I already wrote a post on dangers of working overtime, but this time I'm looking from the manager's perspective. It's a story about overtime, but more generally, I would call it "Don't show behaviour that you disapprove of".

Management changes habits

One of my strongest opinions is that no one should work more than your contract specifies. The reasons behind it are:

  • working overtime is not heroic; it's a management failure;
  • the person who works overtime pays for it with their mental health;
  • unpaid overtime breaks the contract between the employee and the company, then breaking the contract breaks the trust. If that paragraph can be violated, what else can the employee or the company violate? What is such a contract worth?

When I was an individual contributor, I would never open my mailbox or chat after working hours. But as a manager, I never have enough time to do everything I planned (at least, to my quality standards). Also, I feel responsible both for the project and for my team. Suddenly, I found myself checking my mailbox in the evening or on a day off. And one day, I felt tempted to answer a question in the chat because I knew the answer, which would help the team. But I had to stop myself.

Okay, maybe, it is acceptable to check your emails - if it helps you cope with the anxiety. But you certainly cannot let your team know that you do it. When you are a manager, people pay more attention to what you do. Your actions have more weight. If your teammates notice that you work on your day off, they might think this is expected from everyone. But when you do that - you normalize such behaviour, you add it to the work culture.

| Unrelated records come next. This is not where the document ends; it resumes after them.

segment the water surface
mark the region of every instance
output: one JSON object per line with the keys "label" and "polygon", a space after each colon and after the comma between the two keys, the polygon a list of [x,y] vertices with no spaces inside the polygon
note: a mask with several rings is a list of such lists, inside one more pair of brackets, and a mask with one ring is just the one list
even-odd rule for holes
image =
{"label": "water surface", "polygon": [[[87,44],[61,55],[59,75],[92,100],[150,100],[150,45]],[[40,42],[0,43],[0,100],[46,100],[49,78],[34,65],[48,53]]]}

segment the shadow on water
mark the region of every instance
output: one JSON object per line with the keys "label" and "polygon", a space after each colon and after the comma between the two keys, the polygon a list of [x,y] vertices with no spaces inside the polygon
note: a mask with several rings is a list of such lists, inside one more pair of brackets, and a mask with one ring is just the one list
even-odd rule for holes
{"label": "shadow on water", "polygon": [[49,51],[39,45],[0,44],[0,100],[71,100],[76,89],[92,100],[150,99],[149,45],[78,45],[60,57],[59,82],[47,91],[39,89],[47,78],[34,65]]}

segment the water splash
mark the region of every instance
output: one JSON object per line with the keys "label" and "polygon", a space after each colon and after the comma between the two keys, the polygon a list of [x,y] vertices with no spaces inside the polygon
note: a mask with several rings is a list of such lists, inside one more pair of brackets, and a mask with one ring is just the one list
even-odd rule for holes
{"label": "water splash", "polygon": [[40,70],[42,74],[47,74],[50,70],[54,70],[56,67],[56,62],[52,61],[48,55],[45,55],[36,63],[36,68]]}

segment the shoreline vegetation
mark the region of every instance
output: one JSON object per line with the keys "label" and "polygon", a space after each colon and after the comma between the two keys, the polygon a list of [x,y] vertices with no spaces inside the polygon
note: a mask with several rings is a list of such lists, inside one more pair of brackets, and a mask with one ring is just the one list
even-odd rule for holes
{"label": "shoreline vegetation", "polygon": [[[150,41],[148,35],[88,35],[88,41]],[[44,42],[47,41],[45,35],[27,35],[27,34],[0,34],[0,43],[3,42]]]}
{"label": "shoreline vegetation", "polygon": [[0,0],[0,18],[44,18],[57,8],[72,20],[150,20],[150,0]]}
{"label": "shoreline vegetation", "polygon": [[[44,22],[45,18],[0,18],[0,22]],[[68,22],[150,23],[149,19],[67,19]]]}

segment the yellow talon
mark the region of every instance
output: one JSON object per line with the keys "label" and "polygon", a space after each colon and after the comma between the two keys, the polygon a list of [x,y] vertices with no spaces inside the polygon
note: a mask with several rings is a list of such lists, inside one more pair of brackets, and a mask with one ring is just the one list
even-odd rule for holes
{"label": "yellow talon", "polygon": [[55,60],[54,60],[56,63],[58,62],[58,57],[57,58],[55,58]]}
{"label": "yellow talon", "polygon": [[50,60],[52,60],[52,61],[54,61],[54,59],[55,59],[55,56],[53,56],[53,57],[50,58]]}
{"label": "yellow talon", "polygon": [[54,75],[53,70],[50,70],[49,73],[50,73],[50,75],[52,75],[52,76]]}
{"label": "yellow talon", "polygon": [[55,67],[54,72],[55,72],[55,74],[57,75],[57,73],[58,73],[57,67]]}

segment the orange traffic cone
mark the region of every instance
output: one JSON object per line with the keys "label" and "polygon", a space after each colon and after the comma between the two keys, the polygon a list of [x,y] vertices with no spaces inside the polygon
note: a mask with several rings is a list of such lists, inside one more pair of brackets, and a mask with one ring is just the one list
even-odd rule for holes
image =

Sometimes you feel down, you are out of time, and it seems like an extra couple of hours of work can fix everything. It makes you feel good about yourself - selfless, dedicated, sacrificing your free time for the greater good. But no one benefits from it in the end; actually, both you and the company lose in the long term. (Unless you are a co-founder and a stakeholder and receive 30% of the company's income.) And when you are a manager, your team joins the group of losers. So - don't work overtime.

Matters of culture

It is a part of the manager's responsibility to form the work culture in the team. The same applies to questionable humour, gossiping, talking behind someone's back, handling critical situations, asking for help and giving feedback. Everything you do might be an example to someone else. Do you apologize when you lose your temper? If nine people interrupted you asking for help, how do you answer to the tenth person? When someone makes a discriminating joke, how do you react?